— Полагаю, мистер Парадайн знает, что некоторые из этих камней — копии?
Мгновенно оживившись, Марк выпрямился, приблизился на шаг и, встав рядом с мистером Джонсом и инспектором, испуганно спросил:
— Что вы имеете в виду?
Мистер Джонс взял ручку, как указку. Перо нависло над брошью в виде трилистника.
— Это копия. Очень хорошая имитация. То же самое могу сказать о бабочке и булавке. Солитеры в серьгах и кольце — тоже поддельные. Крупный центральный камень на украшении для корсажа также заменен.

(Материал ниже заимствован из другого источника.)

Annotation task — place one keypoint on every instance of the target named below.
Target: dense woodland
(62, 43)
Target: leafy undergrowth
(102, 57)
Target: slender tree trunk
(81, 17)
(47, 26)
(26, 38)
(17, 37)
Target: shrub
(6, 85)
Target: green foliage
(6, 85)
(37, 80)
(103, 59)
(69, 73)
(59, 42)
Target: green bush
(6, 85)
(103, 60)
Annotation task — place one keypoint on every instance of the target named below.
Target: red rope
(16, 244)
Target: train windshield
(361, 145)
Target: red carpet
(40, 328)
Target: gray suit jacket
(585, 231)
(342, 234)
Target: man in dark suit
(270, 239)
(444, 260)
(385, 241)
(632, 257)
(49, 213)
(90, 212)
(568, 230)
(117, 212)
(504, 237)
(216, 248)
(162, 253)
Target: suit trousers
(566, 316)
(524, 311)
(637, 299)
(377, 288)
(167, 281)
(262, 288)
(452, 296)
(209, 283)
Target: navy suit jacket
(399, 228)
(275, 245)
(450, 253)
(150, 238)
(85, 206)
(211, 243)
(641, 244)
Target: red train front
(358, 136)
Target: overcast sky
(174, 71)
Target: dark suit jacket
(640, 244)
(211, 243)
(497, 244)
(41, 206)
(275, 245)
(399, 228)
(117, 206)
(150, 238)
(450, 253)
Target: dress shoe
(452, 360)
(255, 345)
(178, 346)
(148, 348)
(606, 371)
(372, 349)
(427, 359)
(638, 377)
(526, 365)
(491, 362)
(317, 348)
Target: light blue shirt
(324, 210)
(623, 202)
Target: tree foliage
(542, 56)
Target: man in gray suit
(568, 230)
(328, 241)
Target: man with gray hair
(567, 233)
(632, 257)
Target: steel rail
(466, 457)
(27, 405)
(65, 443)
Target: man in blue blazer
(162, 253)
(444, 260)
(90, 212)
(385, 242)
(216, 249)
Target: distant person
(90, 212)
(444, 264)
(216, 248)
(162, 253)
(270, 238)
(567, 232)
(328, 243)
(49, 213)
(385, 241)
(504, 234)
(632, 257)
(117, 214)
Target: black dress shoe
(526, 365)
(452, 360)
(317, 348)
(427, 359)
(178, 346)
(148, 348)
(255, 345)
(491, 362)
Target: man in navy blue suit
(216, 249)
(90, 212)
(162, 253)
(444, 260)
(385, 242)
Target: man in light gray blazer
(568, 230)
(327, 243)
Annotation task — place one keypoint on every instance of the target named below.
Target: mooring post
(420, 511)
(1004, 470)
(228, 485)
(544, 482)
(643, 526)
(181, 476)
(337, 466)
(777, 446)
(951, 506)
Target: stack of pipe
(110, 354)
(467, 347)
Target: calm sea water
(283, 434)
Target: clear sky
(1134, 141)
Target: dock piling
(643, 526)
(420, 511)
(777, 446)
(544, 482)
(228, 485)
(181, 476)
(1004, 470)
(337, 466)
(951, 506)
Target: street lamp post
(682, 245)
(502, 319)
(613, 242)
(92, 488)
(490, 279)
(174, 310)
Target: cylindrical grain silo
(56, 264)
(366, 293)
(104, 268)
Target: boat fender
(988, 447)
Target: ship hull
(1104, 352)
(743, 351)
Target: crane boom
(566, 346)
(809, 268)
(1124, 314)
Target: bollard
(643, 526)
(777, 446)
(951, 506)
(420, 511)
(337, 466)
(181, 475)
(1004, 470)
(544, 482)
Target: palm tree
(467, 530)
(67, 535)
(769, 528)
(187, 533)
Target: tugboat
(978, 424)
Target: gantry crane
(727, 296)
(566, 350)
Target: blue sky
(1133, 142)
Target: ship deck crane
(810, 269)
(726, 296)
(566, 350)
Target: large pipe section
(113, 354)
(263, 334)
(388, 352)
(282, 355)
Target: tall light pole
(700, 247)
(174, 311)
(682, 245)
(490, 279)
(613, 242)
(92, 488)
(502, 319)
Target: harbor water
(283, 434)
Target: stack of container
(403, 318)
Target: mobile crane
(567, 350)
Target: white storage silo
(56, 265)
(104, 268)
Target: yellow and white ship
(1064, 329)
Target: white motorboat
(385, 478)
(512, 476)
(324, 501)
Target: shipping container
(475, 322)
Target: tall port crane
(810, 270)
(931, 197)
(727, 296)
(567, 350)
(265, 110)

— Что?! — воскликнул Марк. — Вы уверены?
Мистер Джонс обнажил сверкающие зубы в легкой улыбке сожаления:
— Никаких сомнений, мистер Парадайн.
В комнате воцарилась полная тишина. Инспектор Вайнер взглянул на мисс Сильвер. С тем же успехом он мог бы сказать вслух: «Вот вам и мотив».
Мисс Сильвер кашлянула, и, словно сговорившись, эти двое посмотрели на Альберта Пирсона. У секретаря вспотели не только руки — от пота заблестел лоб. Любой заметил бы, что ему дурно и неуютно.
Вайнер обернулся к мистеру Джонсу:
— А остальные камни — настоящие?
Джонс достал из кармана лупу и принялся рассматривать украшения. Процедура казалась бесконечной. Но рано или поздно все заканчивается. Лупа вернулась в глубокий нагрудный карман. Мистер Джонс, пришепетывая, заверил, что прочие камни настоящие, и испросил позволения откланяться. Звук закрывшейся за спиной эксперта двери показался Альберту Пирсону похоронным звоном. Сердце мучительно колотилось, волосы облепили лоб. Сквозь туман, заволокший стекла очков, он видел, что все обернулись в его сторону. Это было похоже на ночной кошмар. Он услышал голос инспектора Вайнера:
— Подойдите, пожалуйста, сюда, мистер Пирсон. Я бы хотел задать вам несколько вопросов. Мой долг предупредить: то, что вы скажете, может быть записано и обращено против вас.
Пирсон подошел, наткнулся на стул, сел и начал механически протирать запотевшие очки. Когда он вновь их надел, рядом оказался смышленый молодой констебль с записной книжкой. Все смотрели на Альберта — кроме Филиды, которая словно была на грани слез. Мисс Парадайн сидела с таким выражением лица, как будто собиралась рассчитать вороватую кухарку. Назвать его гневным мешало явное презрение, но в то же время на ее лице отражалось несомненное удовлетворение. Пирсон не только поставил себя вне семейного круга — он был осужден и приговорен, прежде чем успел произнести хоть слово. Сидя перед ними, он чувствовал, что кольцо неумолимо сжимается вокруг него, грозя гибелью. Альберту предстояло сыграть роль, которую, как он знал, члены семьи охотно возложили бы на него при первой возможности. Роль козла отпущения. Что ж, он запасся алиби — пусть попробуют с ним потягаться. Он всегда был лишним в семье.